Care Capital Properties Inc. did not engage with any other potential suitors after Sabra Health Care REIT Inc. broached the possibility of a combination of the two healthcare real estate investment trusts in July 2016.

According to an account of the companies' negotiations included in a registration statement describing the all-stock deal that the REITs eventually reached, the REITs negotiated throughout the third quarter. Discussions were put on hold between September 2016 and January 2017, after Care Capital's board directed management to suspend talks and focus on operational issues arising from the company's 2015 spinoff from Ventas Inc. They began again when Sabra Chairman, President and CEO Rick Matros renewed contact with Care Capital executives days into the new year.

At an April 17 meeting with advisers from Bank of America Merrill Lynch and the law firm Sidley Austin LLP, Care Capital executives discussed other potential transactions, including one involving an unnamed industry participant.
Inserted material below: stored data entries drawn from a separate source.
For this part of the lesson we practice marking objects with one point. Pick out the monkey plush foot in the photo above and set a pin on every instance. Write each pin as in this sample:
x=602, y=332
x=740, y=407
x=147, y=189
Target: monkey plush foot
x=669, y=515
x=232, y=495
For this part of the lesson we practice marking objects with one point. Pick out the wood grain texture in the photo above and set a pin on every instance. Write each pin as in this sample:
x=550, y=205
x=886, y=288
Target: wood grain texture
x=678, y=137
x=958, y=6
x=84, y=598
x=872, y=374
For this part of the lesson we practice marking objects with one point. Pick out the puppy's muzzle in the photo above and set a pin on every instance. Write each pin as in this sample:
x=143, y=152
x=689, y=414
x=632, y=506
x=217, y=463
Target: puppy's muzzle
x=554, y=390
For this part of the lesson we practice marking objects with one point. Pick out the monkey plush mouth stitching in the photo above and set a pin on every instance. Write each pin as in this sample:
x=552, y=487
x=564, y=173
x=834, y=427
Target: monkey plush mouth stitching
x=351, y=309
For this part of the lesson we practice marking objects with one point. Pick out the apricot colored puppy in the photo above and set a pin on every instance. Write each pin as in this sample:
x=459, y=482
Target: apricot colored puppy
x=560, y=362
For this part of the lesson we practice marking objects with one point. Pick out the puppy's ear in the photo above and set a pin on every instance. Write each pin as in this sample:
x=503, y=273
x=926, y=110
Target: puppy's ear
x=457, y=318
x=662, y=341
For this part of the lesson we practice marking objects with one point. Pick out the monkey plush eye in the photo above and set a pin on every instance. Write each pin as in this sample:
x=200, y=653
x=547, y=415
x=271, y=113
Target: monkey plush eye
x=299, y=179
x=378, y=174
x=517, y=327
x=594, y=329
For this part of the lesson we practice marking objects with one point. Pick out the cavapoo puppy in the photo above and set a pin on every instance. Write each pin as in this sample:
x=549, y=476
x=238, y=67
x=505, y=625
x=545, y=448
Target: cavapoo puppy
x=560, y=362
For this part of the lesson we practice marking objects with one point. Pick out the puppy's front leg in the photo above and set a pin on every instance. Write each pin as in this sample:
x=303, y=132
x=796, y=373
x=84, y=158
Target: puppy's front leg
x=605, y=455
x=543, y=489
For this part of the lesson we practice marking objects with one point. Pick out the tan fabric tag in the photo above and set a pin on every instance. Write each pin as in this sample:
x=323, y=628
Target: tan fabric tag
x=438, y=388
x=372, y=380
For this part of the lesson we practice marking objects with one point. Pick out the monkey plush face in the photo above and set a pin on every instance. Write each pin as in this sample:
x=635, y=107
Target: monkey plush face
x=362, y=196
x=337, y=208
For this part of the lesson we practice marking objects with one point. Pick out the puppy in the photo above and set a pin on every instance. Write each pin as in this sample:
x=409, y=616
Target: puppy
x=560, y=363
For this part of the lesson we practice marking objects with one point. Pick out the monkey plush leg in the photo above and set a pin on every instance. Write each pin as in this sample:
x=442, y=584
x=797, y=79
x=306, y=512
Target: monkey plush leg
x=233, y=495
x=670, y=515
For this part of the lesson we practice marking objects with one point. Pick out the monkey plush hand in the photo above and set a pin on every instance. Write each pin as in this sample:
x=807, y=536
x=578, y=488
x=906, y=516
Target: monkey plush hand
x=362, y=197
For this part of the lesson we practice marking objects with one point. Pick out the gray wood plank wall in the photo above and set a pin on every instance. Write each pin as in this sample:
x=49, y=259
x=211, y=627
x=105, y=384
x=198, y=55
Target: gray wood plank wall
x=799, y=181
Still, the participants concluded that "it was unlikely that other potential companies in the industry (including such other industry participant) would be interested in acquiring CCP at this time, and that it was unlikely private equity firms would be interested in acquiring CCP at this time," the filing says, referring to Care Capital by its ticker symbol.

Regarding the other industry participant in particular, one Care Capital board member "reported on a conversation he had several months ago with a director of such company, during which such director indicated to such member that if CCP was ever interested in a potential transaction, CCP should contact that industry participant."

The assembled executives and advisers decided not to do so, reasoning that the other party was more focused on operations than acquisitions.

The advisers returned to the topic of other possible strategic options at an April 23 meeting, but discussion of the topic ended after the Care Capital board raised "certain business considerations that could result in CCP stockholders viewing such a potential combination as less attractive than a combination with Sabra."

Around the same time, Sabra and Care Capital wrangled over whether the deal represented a merger of equals or an acquisition by Sabra. The 6.5% premium that Sabra was offering for Care Capital's shares as of mid-April "may be generally appropriate for a merger of equals transaction," but an acquisition by Sabra — with less Care Capital representation on the combined board — would require a richer premium, Care Capital argued.

According to the companies' narrative in the filing, Care Capital persuaded Sabra to drop a so-called "force the vote" clause, which would have required a vote on the combination by shareholders of both companies, regardless of whether a higher offer for Care Capital emerged.

In the end, the companies agreed on an exchange ratio of 1.123 shares of Sabra common stock for every share of Care Capital common stock, representing a 15% premium to Care Capital's stock price based on the two companies' valuations at the close April 21.

The premium shrank in the weeks after the deal was announced as both companies' share prices dropped — Sabra's more steeply. Based on the companies' share prices at the close of trading June 12, Sabra was planning to exchange roughly $26.11 per share for Care Capital shares that traded at $25.80 on the public market. The figure represented a roughly 1.2% premium to Care Capital's market price.

Care Capital executives declined to comment on the deal.